40 years ago, you could not imagine the depth of change we are witnessing. On Tuesday, Elon Musk announced a new step on his path to the brain iPhone. His company, Neuralink, implanted a chip into a patient’s gray matter. It’s not even the first to do so: many have already been implanted and are used to experimentally treat Parkinson’s disease, epilepsy, to improve speech or cognition. A man completely immobilized by ALS, who had never spoken to his four-year-old son, was able to suggest that they watch a Disney film together thanks to this neurotechnology. But Musk’s tweet (this is all the information we have) caused a lot of excitement: because we know that the scale of his ambitions is only comparable to those of his verbal diarrhea.
Musk doesn’t like to wait for the light to turn green: Neuralink carried out the implantation while he had a complaint on the table for the death of twelve monkeys during the experimental phase of these chips. Its first product, called Telepathy, is designed to allow people with disabilities to control devices with their minds. But its ambition encompasses deep integration between the human brain and artificial intelligence, connecting us to machines to improve our cognitive abilities, instantly accessing information and communicating through thought. Push the boundaries of the human experience.

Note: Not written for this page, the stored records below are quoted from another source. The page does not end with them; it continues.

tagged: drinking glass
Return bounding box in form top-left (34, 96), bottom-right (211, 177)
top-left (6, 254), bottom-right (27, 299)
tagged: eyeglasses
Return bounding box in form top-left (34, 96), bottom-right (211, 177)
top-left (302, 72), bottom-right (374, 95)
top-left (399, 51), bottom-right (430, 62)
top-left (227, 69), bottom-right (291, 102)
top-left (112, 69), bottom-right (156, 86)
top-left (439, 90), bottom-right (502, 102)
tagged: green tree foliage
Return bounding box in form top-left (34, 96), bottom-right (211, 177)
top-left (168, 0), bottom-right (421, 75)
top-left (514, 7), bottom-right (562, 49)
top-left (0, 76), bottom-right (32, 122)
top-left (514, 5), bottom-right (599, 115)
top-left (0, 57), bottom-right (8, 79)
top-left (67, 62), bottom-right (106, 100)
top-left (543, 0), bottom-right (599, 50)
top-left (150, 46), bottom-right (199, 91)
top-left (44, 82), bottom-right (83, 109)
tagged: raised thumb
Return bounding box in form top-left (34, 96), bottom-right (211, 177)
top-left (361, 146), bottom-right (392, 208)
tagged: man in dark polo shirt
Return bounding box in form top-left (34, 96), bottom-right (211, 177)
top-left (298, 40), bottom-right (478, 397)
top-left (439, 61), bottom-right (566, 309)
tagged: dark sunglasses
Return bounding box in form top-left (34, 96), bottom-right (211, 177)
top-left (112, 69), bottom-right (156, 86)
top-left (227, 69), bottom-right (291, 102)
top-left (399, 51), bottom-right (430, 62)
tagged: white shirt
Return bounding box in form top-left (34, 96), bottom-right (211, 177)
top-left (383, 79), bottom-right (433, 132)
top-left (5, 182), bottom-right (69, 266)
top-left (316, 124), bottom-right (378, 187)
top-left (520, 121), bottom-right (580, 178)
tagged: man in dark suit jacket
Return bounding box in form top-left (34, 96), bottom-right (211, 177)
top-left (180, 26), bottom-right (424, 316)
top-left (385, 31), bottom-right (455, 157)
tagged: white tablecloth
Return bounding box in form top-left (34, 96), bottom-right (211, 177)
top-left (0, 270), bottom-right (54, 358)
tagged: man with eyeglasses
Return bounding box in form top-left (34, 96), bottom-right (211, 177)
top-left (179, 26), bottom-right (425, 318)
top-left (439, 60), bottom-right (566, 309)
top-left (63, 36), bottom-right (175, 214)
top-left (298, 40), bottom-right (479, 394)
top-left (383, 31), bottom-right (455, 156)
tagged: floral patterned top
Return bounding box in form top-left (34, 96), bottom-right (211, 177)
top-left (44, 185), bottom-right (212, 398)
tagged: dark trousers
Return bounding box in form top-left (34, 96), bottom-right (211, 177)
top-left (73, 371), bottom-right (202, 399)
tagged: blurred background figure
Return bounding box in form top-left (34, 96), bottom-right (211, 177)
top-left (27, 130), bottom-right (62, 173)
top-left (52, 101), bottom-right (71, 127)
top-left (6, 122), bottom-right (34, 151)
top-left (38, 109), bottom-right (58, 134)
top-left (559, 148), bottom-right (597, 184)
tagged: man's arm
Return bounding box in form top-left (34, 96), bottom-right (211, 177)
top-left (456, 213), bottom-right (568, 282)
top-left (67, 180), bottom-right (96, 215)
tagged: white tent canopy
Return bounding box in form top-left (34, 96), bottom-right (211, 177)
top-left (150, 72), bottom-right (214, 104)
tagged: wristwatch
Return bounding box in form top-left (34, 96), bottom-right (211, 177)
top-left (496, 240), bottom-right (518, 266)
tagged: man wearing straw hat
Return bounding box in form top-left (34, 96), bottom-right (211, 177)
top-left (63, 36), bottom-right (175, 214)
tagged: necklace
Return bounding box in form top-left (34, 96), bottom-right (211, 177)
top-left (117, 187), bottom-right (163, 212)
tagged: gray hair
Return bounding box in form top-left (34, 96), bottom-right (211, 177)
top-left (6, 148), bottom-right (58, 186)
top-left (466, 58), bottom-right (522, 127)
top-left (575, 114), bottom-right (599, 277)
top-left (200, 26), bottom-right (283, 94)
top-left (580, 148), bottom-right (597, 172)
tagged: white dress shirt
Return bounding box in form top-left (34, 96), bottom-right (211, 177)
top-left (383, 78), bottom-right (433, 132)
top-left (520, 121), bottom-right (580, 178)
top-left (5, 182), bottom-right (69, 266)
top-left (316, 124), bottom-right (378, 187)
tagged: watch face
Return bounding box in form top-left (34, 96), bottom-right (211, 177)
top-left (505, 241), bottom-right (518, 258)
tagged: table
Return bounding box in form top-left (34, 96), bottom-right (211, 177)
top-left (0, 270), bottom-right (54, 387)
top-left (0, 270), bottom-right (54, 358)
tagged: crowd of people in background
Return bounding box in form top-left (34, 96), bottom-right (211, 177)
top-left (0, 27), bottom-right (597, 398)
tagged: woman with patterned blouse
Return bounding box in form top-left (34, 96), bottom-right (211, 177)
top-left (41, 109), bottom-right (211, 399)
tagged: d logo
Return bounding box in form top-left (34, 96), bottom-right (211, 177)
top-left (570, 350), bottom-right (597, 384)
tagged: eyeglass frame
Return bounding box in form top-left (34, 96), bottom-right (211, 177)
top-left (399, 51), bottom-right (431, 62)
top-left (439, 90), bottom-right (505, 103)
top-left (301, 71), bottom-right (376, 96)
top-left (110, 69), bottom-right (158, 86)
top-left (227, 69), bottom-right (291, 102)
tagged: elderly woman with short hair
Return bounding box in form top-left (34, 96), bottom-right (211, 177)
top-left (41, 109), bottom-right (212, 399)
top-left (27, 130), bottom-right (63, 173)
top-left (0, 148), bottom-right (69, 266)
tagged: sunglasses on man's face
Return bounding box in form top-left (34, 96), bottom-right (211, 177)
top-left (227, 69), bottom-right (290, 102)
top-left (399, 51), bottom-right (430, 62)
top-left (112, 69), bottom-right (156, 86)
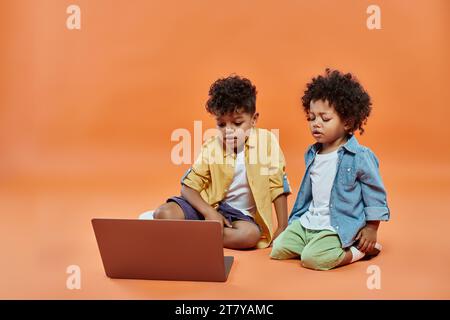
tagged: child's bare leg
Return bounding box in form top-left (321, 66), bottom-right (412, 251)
top-left (153, 201), bottom-right (184, 220)
top-left (338, 249), bottom-right (353, 267)
top-left (223, 220), bottom-right (261, 249)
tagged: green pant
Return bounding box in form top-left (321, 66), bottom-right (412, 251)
top-left (270, 219), bottom-right (345, 270)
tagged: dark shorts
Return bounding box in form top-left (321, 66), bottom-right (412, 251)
top-left (166, 197), bottom-right (259, 228)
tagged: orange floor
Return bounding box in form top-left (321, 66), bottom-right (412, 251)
top-left (0, 153), bottom-right (450, 299)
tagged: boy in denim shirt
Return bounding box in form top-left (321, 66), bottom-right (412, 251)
top-left (270, 69), bottom-right (389, 270)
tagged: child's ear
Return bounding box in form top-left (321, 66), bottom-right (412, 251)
top-left (252, 112), bottom-right (259, 127)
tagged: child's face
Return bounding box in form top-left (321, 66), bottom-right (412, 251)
top-left (308, 100), bottom-right (349, 144)
top-left (216, 111), bottom-right (259, 150)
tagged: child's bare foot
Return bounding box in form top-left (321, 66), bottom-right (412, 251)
top-left (362, 242), bottom-right (383, 260)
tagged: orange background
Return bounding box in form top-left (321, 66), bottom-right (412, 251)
top-left (0, 0), bottom-right (450, 299)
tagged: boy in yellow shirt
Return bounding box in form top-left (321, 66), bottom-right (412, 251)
top-left (154, 76), bottom-right (291, 249)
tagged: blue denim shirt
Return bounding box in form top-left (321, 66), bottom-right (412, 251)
top-left (289, 135), bottom-right (390, 248)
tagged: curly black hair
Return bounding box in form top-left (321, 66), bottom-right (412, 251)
top-left (206, 75), bottom-right (256, 116)
top-left (302, 68), bottom-right (372, 134)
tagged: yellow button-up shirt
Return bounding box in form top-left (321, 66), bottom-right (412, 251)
top-left (181, 128), bottom-right (291, 248)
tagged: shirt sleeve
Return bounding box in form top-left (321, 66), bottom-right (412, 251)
top-left (359, 149), bottom-right (390, 221)
top-left (269, 135), bottom-right (291, 202)
top-left (181, 143), bottom-right (211, 192)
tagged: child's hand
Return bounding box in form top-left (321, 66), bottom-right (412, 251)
top-left (355, 224), bottom-right (377, 253)
top-left (204, 209), bottom-right (233, 228)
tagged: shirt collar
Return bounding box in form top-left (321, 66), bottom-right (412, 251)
top-left (309, 134), bottom-right (359, 154)
top-left (221, 128), bottom-right (258, 157)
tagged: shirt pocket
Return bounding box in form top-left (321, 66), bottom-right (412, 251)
top-left (339, 166), bottom-right (356, 186)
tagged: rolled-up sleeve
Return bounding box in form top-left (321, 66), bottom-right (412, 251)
top-left (359, 149), bottom-right (390, 221)
top-left (181, 144), bottom-right (211, 192)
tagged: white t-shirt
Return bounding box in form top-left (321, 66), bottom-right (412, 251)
top-left (300, 150), bottom-right (338, 232)
top-left (223, 149), bottom-right (256, 217)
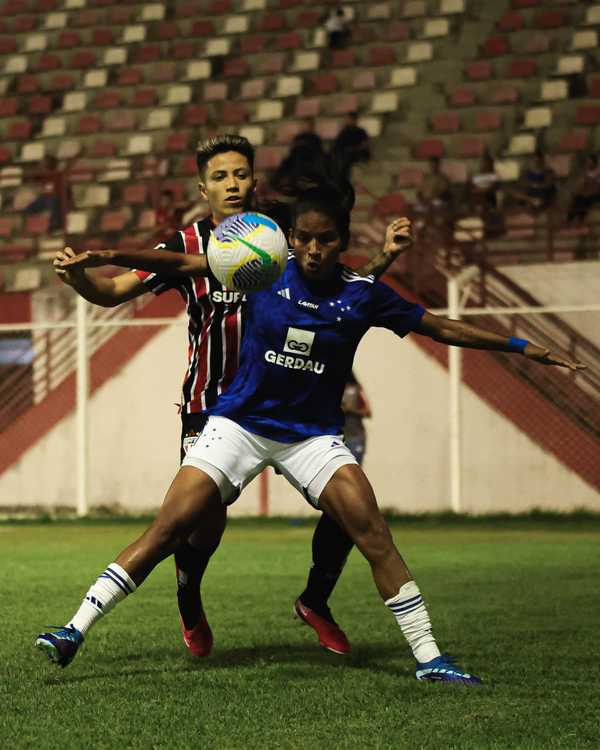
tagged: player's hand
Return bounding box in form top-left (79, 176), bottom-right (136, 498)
top-left (523, 343), bottom-right (587, 372)
top-left (54, 247), bottom-right (114, 274)
top-left (383, 216), bottom-right (413, 256)
top-left (52, 247), bottom-right (84, 286)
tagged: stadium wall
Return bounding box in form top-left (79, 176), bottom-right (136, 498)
top-left (0, 318), bottom-right (600, 515)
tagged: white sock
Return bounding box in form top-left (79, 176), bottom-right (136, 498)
top-left (386, 581), bottom-right (440, 664)
top-left (69, 563), bottom-right (137, 635)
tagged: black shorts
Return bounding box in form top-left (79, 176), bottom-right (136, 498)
top-left (179, 412), bottom-right (208, 461)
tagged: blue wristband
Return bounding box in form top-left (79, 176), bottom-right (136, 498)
top-left (508, 336), bottom-right (529, 354)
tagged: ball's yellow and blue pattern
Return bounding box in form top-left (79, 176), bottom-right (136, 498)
top-left (207, 211), bottom-right (288, 292)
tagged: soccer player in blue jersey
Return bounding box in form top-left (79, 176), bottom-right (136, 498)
top-left (36, 185), bottom-right (583, 685)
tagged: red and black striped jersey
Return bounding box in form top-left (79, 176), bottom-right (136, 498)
top-left (136, 217), bottom-right (246, 414)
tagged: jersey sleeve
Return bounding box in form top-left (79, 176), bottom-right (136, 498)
top-left (371, 281), bottom-right (425, 338)
top-left (134, 232), bottom-right (185, 295)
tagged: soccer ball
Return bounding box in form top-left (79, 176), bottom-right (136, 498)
top-left (207, 211), bottom-right (288, 292)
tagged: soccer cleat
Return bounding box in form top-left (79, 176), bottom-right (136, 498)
top-left (416, 654), bottom-right (482, 685)
top-left (294, 599), bottom-right (350, 654)
top-left (179, 614), bottom-right (213, 656)
top-left (35, 625), bottom-right (83, 668)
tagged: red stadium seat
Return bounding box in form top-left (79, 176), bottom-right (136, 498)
top-left (558, 130), bottom-right (589, 152)
top-left (257, 13), bottom-right (287, 31)
top-left (47, 73), bottom-right (75, 91)
top-left (506, 58), bottom-right (537, 78)
top-left (475, 109), bottom-right (502, 131)
top-left (312, 73), bottom-right (339, 95)
top-left (415, 138), bottom-right (444, 159)
top-left (432, 112), bottom-right (460, 133)
top-left (25, 213), bottom-right (50, 237)
top-left (123, 182), bottom-right (148, 205)
top-left (294, 10), bottom-right (321, 29)
top-left (0, 96), bottom-right (19, 117)
top-left (448, 86), bottom-right (475, 107)
top-left (6, 120), bottom-right (32, 141)
top-left (331, 49), bottom-right (357, 68)
top-left (223, 57), bottom-right (250, 77)
top-left (117, 68), bottom-right (144, 86)
top-left (192, 21), bottom-right (215, 38)
top-left (220, 102), bottom-right (248, 125)
top-left (533, 9), bottom-right (569, 29)
top-left (34, 53), bottom-right (63, 71)
top-left (165, 131), bottom-right (190, 153)
top-left (131, 89), bottom-right (158, 107)
top-left (456, 137), bottom-right (486, 159)
top-left (182, 104), bottom-right (208, 128)
top-left (575, 105), bottom-right (600, 125)
top-left (496, 10), bottom-right (525, 32)
top-left (28, 96), bottom-right (52, 115)
top-left (385, 21), bottom-right (410, 42)
top-left (368, 47), bottom-right (396, 65)
top-left (56, 31), bottom-right (83, 49)
top-left (133, 44), bottom-right (162, 65)
top-left (240, 35), bottom-right (267, 55)
top-left (275, 31), bottom-right (304, 49)
top-left (481, 36), bottom-right (510, 57)
top-left (77, 115), bottom-right (102, 135)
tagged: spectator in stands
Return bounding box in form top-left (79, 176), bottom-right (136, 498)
top-left (567, 154), bottom-right (600, 224)
top-left (507, 151), bottom-right (556, 212)
top-left (415, 156), bottom-right (452, 215)
top-left (323, 8), bottom-right (350, 49)
top-left (332, 112), bottom-right (371, 180)
top-left (271, 119), bottom-right (323, 195)
top-left (25, 154), bottom-right (71, 232)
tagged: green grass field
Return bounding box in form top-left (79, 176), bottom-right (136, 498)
top-left (0, 518), bottom-right (600, 750)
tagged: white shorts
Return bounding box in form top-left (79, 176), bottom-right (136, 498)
top-left (182, 417), bottom-right (356, 508)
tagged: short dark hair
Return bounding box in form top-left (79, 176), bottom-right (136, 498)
top-left (196, 134), bottom-right (254, 177)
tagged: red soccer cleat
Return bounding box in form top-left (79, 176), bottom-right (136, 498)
top-left (179, 615), bottom-right (213, 656)
top-left (294, 599), bottom-right (350, 654)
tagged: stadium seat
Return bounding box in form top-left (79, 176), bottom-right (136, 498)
top-left (465, 60), bottom-right (492, 81)
top-left (311, 73), bottom-right (339, 96)
top-left (431, 112), bottom-right (460, 133)
top-left (220, 102), bottom-right (249, 125)
top-left (352, 70), bottom-right (376, 91)
top-left (523, 107), bottom-right (552, 130)
top-left (367, 46), bottom-right (396, 65)
top-left (506, 58), bottom-right (537, 78)
top-left (240, 78), bottom-right (266, 99)
top-left (475, 109), bottom-right (502, 132)
top-left (415, 138), bottom-right (444, 159)
top-left (496, 10), bottom-right (525, 33)
top-left (223, 57), bottom-right (250, 77)
top-left (448, 86), bottom-right (476, 107)
top-left (481, 36), bottom-right (510, 57)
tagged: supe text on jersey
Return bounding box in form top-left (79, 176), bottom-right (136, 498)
top-left (265, 349), bottom-right (325, 375)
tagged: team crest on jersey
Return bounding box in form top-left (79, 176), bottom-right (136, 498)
top-left (283, 327), bottom-right (315, 357)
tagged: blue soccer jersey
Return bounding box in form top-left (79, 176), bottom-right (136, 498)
top-left (209, 256), bottom-right (425, 443)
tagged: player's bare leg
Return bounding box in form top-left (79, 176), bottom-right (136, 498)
top-left (36, 466), bottom-right (221, 667)
top-left (319, 464), bottom-right (481, 685)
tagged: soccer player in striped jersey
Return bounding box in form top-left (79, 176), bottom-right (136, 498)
top-left (54, 135), bottom-right (398, 656)
top-left (43, 179), bottom-right (583, 685)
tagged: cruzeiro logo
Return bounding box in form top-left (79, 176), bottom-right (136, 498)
top-left (265, 327), bottom-right (325, 375)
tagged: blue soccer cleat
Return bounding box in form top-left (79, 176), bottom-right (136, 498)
top-left (416, 654), bottom-right (482, 685)
top-left (35, 625), bottom-right (83, 667)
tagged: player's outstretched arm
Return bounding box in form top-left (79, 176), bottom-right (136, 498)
top-left (415, 312), bottom-right (586, 370)
top-left (53, 247), bottom-right (148, 307)
top-left (356, 216), bottom-right (413, 278)
top-left (59, 250), bottom-right (208, 276)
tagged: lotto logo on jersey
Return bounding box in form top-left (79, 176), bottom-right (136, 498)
top-left (283, 328), bottom-right (315, 357)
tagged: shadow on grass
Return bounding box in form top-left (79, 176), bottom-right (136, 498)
top-left (43, 643), bottom-right (414, 685)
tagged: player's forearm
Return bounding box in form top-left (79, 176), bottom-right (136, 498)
top-left (431, 318), bottom-right (521, 352)
top-left (105, 250), bottom-right (208, 276)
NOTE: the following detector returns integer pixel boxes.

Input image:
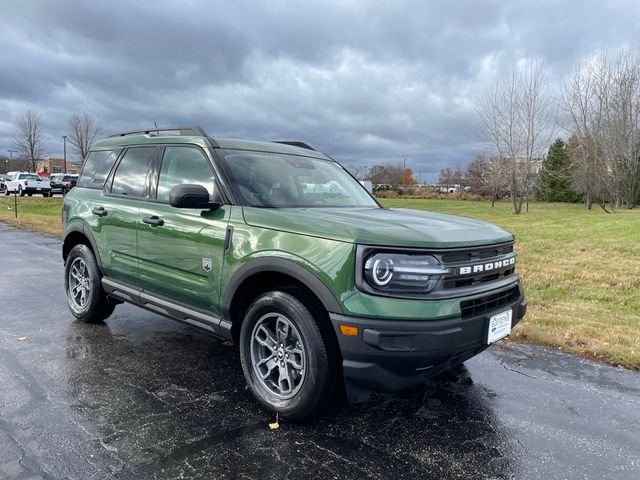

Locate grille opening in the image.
[460,287,520,318]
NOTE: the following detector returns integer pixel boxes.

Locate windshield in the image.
[222,150,378,207]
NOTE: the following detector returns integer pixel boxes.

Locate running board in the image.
[102,277,231,340]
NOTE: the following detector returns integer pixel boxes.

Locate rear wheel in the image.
[240,288,338,420]
[64,244,115,323]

Are we going to hand our brains over to Musk? The trajectory of any emerging technology always leans toward money. Artificial intelligence is already in the hands of technocapitalism, more concerned with making us waste time using its products than with improving humanity. Of the 30 largest neurotechnology companies in the world, all but one choose to share our brain data with other companies.
It is precisely for this reason that neuroscientists like Rafael Yuste, from Columbia University, have been promoting the promulgation of neurorights for years: because they know that with implants like Musk’s we can, already today today, read minds, modify behavior, alter perception. “We have a historic responsibility. “We are in a time where we can decide what kind of humanity we want,” he assured me as he launched his campaign. Today, he tells me during a video call, he continues to try to get countries to legislate “beyond declarations of intent,” like the one he promoted. Spain in the EU.
All this news shows that technology will extend our thoughts and our personality beyond our environment, beyond our life and even beyond our will. Did deceased grandparents want to go have fun The anthill? Will avatars grow up with the babies of the future? Has anyone thought about naked women and pornonifiedfrom Taylor Swift to Almendralejo, developing those apps?